The overlapping band characteristics give a good idea of the available degree of precision in frequency adjustment: For example, one can boost in the LMF-MHF Boost band at 220Hz while in the LF boost band, 240Hz can be followed by 320Hz in the LMF-MHF boost band: The next step could be at 380Hz in the LF boost band, followed by 460Hz in the LMF-MHF Boost band and 550Hz in the LF-Boost band.
MHF-HF Cut and HF Boost
Passeq’s high frequency bands have a different layout for the cut and boost ranges: The MHF-HF Cut Band exhibits a (wideband) shelving characteristic, while the HF Boost band exhibits a variable Q, peak filter characteristic.
As seen above, one can also note and intensification in choice of frequencies in the high range. Here the same reasons apply as in prior cases: Individually designed and constructed coil-condenser-resistor configurations result in slightly differing sonic coloration. Thus beginning at 10kHz there are seven additional switchable frequencies. The available variable Q (ranging from Q=0.1 to Q=1.0) allows the engineer access to an enormously flexible range in high frequency boost options.

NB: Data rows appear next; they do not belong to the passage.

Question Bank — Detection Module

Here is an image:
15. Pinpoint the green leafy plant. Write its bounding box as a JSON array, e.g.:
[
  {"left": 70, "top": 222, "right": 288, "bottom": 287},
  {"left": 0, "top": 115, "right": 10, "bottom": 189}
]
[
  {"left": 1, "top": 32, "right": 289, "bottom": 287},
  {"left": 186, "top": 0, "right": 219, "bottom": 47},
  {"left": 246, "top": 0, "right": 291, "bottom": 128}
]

HF Boost Quality Settings with the Proportional Q Principle
With the proportional or variable Q principle, boost control settings would apply only if the HF Boost Q were to be set at Q=1.0 (control set fully clockwise). Were the value to be reduced (thus increasing the bandwidth), the boost would also be reduced. This can lead to a situation wherein, for example, a HF Boost Q-setting of 0.1 and a boost of 3dB would result in effectively no audible boost in the chosen frequency—at this value the Q-value resides at about 0.3dB. With this Q value, don’t hesitate to turn turn up the HF band boost control to its full 12.5dB setting—this resultsin an actual overall increase of around 3.5dB. Narrower Q settings, for example, to 0.6, result in further level boosts again.
The advantage of Proportional Q as compared to Constant Q designs rests with the musically superior way it functions. The wave energy which resides below the bell curve remains essentially the same and in the process, retains the balance of high frequencies in relation to the entire frequency spectrum as one experiments with varying Q values. While it is true that one must think independently of the scaled HF boost dB values in such cases (because these only apply to a value of 1), the result is a simpler, more musically sensible and worthwhile way to work that does not require continual additional corrections.

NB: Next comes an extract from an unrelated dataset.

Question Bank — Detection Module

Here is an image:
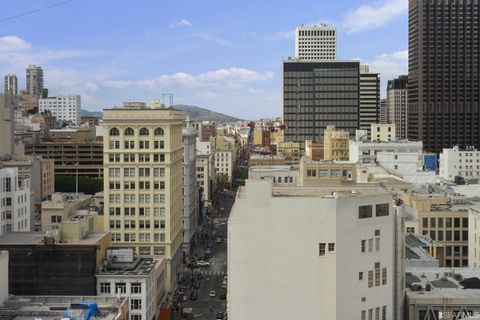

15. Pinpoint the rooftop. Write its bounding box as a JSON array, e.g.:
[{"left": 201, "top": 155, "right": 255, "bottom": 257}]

The MHF-HF Cut band is similar to a shelving filter that can reduce higher frequencies in a wide bandwidth. It is appropriately wide, beginning with 580Hz and extending to 19.5kHz, a range of over 5 octaves and overlapping the lowest, LF-LMF Cut Band by just about two octaves. With it one can lower a very wide bandwidth and with the peak mid range filters further reduce—or raise—specific ranges. The process can result in the creation of very interesting curves. Here the maximum cut is -14.5dB, while the maximum boost reaches +12.5dB.

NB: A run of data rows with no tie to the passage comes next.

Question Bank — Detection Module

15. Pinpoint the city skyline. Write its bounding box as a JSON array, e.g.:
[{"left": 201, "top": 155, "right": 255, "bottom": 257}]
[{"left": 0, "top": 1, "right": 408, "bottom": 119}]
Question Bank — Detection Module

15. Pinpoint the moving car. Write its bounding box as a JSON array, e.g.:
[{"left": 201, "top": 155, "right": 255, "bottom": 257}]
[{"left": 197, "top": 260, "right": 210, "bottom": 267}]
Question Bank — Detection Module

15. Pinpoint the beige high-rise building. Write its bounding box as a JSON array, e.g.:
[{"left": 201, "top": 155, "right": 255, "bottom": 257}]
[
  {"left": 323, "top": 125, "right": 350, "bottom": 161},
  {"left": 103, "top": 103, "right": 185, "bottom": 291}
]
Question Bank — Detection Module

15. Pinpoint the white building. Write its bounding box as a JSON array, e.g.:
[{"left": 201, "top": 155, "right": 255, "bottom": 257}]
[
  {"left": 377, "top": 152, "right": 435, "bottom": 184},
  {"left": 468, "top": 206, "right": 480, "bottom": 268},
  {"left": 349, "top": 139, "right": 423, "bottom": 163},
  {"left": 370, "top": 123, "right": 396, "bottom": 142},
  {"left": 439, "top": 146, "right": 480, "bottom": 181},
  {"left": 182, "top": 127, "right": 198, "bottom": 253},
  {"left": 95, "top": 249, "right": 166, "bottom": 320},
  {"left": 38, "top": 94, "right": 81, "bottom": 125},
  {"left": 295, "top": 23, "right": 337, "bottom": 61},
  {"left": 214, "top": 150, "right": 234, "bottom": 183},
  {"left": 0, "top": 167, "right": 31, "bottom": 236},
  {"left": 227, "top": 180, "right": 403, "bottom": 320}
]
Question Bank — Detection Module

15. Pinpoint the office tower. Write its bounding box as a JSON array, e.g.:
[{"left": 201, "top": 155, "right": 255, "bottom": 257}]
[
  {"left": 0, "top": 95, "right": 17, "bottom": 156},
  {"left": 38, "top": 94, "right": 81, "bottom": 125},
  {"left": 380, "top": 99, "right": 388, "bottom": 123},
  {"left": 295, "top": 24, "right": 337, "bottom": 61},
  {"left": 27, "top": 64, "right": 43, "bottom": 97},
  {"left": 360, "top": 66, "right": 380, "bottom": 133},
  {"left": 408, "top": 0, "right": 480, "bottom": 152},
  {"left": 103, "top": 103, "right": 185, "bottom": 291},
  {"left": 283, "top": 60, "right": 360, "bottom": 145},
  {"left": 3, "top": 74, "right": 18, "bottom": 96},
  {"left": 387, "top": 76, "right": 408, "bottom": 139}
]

The Passeq is not limited to any one particular kind of application, and, for example, is also especially well suited to processing individual instruments in recording sessions. In such cases the wide downward reaching MHF-HF Cut band may be play an exceptional role. Individual instruments can easily be cut upwards, either to give them a more compact sound or when higher frequencies might be supplied from different microphone—or because the mix simply suggests it.